Immune mediated therapies (IMT), such as anti-CTLA-4 and anti-PD-1/PD-L1, are showing significant promise in the treatment of solid tumors. However, although these treatments can show significant overall benefit, a subset of patients fails to respond. It is believed that activity in these patients is limited by a lack of immune priming or by immunosuppression. Combination with molecular targeted therapies has the potential to overcome these hurdles to response and maximize patient benefit. In order to select the best combination partners, a greater understanding is needed of how other therapies affect the immune system both directly, through effects on leukocytes, and indirectly, through effects on tumor immunogenicity and induction of tumor cell death.

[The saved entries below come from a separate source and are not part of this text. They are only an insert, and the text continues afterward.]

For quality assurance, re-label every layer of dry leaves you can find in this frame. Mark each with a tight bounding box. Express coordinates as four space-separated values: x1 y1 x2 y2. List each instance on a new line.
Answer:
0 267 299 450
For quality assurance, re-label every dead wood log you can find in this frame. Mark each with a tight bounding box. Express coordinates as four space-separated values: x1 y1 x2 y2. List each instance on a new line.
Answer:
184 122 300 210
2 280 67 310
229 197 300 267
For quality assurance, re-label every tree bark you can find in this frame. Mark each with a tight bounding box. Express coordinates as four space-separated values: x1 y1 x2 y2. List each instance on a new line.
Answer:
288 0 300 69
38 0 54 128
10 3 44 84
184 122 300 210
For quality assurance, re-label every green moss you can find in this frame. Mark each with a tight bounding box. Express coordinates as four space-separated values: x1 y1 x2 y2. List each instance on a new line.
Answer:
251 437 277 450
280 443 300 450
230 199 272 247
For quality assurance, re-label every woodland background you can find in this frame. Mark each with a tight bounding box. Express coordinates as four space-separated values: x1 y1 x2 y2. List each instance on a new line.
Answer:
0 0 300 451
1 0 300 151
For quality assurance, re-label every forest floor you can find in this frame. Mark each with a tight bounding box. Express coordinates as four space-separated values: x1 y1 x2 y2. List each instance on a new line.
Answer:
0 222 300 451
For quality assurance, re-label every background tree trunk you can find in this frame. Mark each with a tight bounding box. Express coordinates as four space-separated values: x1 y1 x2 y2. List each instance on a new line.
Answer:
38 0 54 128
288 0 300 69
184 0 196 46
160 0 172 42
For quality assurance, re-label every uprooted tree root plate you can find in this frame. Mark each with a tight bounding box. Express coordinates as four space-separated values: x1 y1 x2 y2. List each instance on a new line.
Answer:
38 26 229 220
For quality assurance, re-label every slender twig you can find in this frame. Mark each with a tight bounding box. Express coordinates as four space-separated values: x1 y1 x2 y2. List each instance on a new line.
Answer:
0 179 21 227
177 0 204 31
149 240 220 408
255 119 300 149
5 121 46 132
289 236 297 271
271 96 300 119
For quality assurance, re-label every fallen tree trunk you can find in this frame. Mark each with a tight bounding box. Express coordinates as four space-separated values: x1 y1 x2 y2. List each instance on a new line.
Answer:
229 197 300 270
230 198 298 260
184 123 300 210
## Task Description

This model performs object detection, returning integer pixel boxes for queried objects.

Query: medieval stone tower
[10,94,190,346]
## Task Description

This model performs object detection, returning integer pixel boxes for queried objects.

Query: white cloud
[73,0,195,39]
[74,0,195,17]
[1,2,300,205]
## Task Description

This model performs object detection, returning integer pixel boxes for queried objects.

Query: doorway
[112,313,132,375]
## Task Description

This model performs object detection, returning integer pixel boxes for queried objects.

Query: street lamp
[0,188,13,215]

Selumetinib (AZD6244, ARRY-142886) is a potent inhibitor of the mitogen-activated protein/extracellular signal-regulated kinase kinases 1/2 (MEK1/2), involved in the activation of signaling pathways which regulates cellular growth, proliferation and survival. Given that these pathways are often found aberrantly activated in human tumours and also play key roles in the regulation of immunological processes, it is difficult to predict the combinatorial effect of MEK1/2 inhibition and IMT. Here we detail a systematic approach taken towards examining the effects of MEK1/2 inhibition on tumour immunogenicity in vitro and in vivo and the direct effects it may have on the function of the immune system. We also present preclinical data demonstrating the anti-tumour activity of combining selumetinib and IMT mAbs in a syngeneic mouse model and report on possible mechanisms of synergism in promoting an anti-tumour immune response through promotion of antigen presentation.